A questo proposito, vorrei ricordare quanto, insieme al Grande Iman di Al-Azhar, abbiamo dichiarato nel Documento sulla Fratellanza Umana per la Pace Mondiale e la Convivenza Comune, firmato ad Abu Dhabi il 4 febbraio 2019, cioè che «le religioni non incitano mai alla guerra e non sollecitano sentimenti di odio, ostilità, estremismo, né invitano alla violenza o allo spargimento di sangue. Queste sciagure sono frutto della deviazione dagli insegnamenti religiosi, dell’uso politico delle religioni e anche delle interpretazioni di gruppi di uomini di religione che hanno abusato […] dell’influenza del sentimento religioso sui cuori degli uomini per portarli a compiere ciò che non ha nulla a che vedere con la verità della religione». Pertanto abbiamo chiesto a tutti di «cessare di strumentalizzare le religioni per incitare all’odio, alla violenza, all’estremismo e al fanatismo cieco e di smettere di usare il nome di Dio per giustificare atti di omicidio, di esilio, di terrorismo e di oppressione». E lo abbiamo fatto proprio per la fede in Dio, il quale ha creato gli uomini perché vivano da fratelli e «non vuole che il Suo nome venga usato per terrorizzare la gente». Quanto detto circa il ruolo della religione si può applicare per analogia alle differenze etnico-linguistico-culturali, per la cui gestione è parimenti necessario «adottare la cultura del dialogo come via; la collaborazione comune come condotta; la conoscenza reciproca come metodo e criterio» (ibid.).

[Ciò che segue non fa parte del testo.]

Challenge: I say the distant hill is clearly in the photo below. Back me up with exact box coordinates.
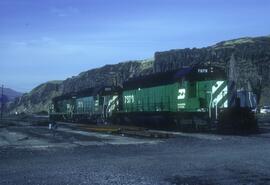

Cari fratelli, auspico vivamente che questi criteri diventino patrimonio comune, tale da influenzare mentalità e comportamenti, così che i principi siano non soltanto astrattamente apprezzati e condivisi, ma concretamente e puntualmente applicati. Se ciò accadrà, anche le discriminazioni che la vostra Associazione lamenta ai danni dell’etnia Pashtun in Pakistan avranno termine e potrà iniziare una nuova epoca, nella quale la forza del diritto, la compassione – questa parola è chiave: la compassione – e la collaborazione nel rispetto reciproco daranno luogo a una civiltà più giusta e umana. Io ho visto in alcuni Paesi dell’Africa, per esempio, dove ci sono due religioni importanti – l’islam e il cattolicesimo – come per Natale gli islamici vanno a salutare i cristiani e portano agnelli e altre cose, e per la Festa del Sacrificio i cristiani vanno dai musulmani e portano loro cose per la festa: questa è la vera fraternità, e questo è bello. Lottate per questo.
Voglia Dio onnipotente e misericordioso assistere i governanti e i popoli nella costruzione di una società dove a tutti sia riconosciuta piena cittadinanza nell’uguaglianza dei diritti; dove ognuno possa vivere secondo i propri costumi e la propria cultura, in un quadro che tenga conto dei diritti di tutti, senza prevaricazioni o discriminazioni.
Cari amici, vi ringrazio della vostra visita. Auguro ogni bene per la vostra attività e invoco su di voi e le vostre famiglie la benedizione di Dio. E voi pregate perché Dio mi benedica. Grazie.